Remote Web Workplace Home Page for SBS 2003

The Remote Web Workplace is a feature of Microsoft's Windows Small Business Server, Windows Home Server 2011, and the midsize business-focused product, Windows Essential Business Server, which enables existing users to log into a front-end network-facing interface of the small business/home server.

After logging into Remote Web Workplace (using their usual Windows domain username and password) a user can access enabled features of the Small Business Server or Essential Business Server such as Outlook Web App, viewing of SharePoint pages and (if a machine is running and allows it) full remote control of client machines connected to server's network.

==Offsite access==
Remote Web Workplace is a feature of Windows Small Business Server, Windows Home Server 2011, and Windows Essential Business Server that allows access for users to facilities when they are offsite such as email, reading/modifying shared calendars and remote controlling a machine as if they are sitting in front of it.

==Connection options==
When logging into Remote Web Workplace, users can select the speed of their connection which then optimizes the connection features. Options are: Small Business Network (Intranet), Broadband, 56 kbit/s modem and 28 kbit/s Modem.

==Means of access==
The Remote Web Workplace is a Web-based application and is accessed through a web browser. To control remote computers, the user is required to install a "Remote Desktop ActiveX control" into their web browser once. Only Internet Explorer is supported.

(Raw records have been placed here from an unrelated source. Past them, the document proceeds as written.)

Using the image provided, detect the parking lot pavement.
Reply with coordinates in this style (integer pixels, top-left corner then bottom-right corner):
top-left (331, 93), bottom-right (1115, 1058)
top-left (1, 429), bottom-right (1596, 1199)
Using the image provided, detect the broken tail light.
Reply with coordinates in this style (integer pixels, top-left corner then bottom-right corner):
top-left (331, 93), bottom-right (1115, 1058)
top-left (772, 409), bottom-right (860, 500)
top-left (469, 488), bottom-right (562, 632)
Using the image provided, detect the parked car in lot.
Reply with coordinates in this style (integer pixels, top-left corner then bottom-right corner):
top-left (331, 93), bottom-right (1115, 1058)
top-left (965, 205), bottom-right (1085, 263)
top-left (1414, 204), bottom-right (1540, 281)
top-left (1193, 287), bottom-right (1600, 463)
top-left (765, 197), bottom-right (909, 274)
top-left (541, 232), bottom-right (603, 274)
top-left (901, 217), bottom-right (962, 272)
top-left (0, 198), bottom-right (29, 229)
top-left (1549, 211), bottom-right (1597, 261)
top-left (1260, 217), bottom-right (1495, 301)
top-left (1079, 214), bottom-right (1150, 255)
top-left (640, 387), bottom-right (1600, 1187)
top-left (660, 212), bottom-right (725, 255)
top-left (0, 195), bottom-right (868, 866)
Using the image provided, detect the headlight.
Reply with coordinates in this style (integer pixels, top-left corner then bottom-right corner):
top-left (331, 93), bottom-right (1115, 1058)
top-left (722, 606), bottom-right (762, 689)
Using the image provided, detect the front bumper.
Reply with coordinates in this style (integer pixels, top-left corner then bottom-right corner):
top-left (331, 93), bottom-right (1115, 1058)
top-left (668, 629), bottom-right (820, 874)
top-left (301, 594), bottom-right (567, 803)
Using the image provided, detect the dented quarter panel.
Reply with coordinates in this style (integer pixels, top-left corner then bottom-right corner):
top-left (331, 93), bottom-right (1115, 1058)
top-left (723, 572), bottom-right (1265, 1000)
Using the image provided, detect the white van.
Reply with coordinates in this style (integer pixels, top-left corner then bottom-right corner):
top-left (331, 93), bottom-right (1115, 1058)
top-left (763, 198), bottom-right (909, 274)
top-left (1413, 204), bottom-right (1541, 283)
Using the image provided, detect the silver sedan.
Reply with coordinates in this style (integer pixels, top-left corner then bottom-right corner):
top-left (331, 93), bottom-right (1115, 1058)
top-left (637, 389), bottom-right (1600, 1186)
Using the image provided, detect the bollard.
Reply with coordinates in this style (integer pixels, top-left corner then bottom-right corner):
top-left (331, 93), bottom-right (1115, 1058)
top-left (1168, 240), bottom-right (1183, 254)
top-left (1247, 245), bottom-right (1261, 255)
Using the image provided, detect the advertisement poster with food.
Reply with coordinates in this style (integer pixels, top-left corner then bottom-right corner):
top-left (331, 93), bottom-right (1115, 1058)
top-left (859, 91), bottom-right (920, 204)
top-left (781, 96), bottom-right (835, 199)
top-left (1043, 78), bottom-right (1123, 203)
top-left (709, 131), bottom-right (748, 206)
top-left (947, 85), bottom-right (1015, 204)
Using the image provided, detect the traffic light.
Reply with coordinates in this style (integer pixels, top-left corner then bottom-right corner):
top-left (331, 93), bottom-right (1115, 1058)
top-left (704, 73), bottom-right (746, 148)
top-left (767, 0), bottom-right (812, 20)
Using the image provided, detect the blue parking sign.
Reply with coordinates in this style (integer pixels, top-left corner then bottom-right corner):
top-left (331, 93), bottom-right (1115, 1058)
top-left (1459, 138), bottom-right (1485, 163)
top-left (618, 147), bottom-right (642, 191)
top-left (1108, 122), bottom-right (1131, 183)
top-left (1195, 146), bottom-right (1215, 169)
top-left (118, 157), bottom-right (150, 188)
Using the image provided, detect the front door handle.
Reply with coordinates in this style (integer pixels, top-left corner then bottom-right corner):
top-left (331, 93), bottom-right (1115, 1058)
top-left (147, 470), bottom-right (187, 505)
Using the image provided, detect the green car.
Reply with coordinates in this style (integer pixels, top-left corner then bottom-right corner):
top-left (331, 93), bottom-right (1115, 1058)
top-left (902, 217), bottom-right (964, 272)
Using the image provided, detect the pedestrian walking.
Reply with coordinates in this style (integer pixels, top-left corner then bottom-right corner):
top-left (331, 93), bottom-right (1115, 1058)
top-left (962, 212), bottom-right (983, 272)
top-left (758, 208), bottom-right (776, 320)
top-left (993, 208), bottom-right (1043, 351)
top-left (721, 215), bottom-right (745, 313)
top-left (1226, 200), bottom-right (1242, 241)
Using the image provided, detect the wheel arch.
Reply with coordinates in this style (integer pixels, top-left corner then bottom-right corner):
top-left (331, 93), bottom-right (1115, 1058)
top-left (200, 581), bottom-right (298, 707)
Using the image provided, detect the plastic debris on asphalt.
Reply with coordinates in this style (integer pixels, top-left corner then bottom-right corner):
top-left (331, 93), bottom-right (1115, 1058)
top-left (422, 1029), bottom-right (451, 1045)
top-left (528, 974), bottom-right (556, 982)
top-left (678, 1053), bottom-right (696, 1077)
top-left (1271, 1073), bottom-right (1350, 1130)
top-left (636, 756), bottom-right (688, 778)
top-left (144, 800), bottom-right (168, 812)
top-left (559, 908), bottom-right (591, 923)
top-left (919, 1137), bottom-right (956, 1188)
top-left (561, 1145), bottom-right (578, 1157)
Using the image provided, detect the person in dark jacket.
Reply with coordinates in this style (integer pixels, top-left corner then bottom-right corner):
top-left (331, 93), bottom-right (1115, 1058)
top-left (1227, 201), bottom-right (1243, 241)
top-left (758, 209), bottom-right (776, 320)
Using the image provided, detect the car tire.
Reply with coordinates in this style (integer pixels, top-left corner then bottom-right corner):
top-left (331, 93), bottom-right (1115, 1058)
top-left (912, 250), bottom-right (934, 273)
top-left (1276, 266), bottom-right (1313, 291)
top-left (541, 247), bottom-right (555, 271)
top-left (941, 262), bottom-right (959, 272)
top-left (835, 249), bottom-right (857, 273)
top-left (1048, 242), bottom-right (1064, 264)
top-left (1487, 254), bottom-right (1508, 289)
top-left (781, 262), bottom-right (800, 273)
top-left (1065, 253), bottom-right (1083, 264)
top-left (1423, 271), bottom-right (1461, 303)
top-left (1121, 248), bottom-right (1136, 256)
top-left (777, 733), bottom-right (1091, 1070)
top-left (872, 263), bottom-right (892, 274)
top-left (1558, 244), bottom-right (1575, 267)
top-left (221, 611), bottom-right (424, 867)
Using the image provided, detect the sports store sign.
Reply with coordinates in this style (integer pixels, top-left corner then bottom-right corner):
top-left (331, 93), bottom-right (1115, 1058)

RWW works by proxying Remote Desktop via port 4125/tcp on earlier versions of SBS and via port 443/tcp on current versions of SBS to the usual RDP port (3389/tcp) on the internal client or server machine being reached. As a security measure, port 4125/tcp and/or port 443/tcp is not normally listening for incoming connections. The RDP Gateway service will only accept connections from the IP address of the user who has requested a RDP session via the web GUI. All other connection requests will be ignored producing "Connection refused" errors. The established proxied RDP session continues until the session inactivity timer drops the connection or the user disconnects. The usual RDP port of 3389/tcp is never exposed to the internet for RDP sessions established with RWW.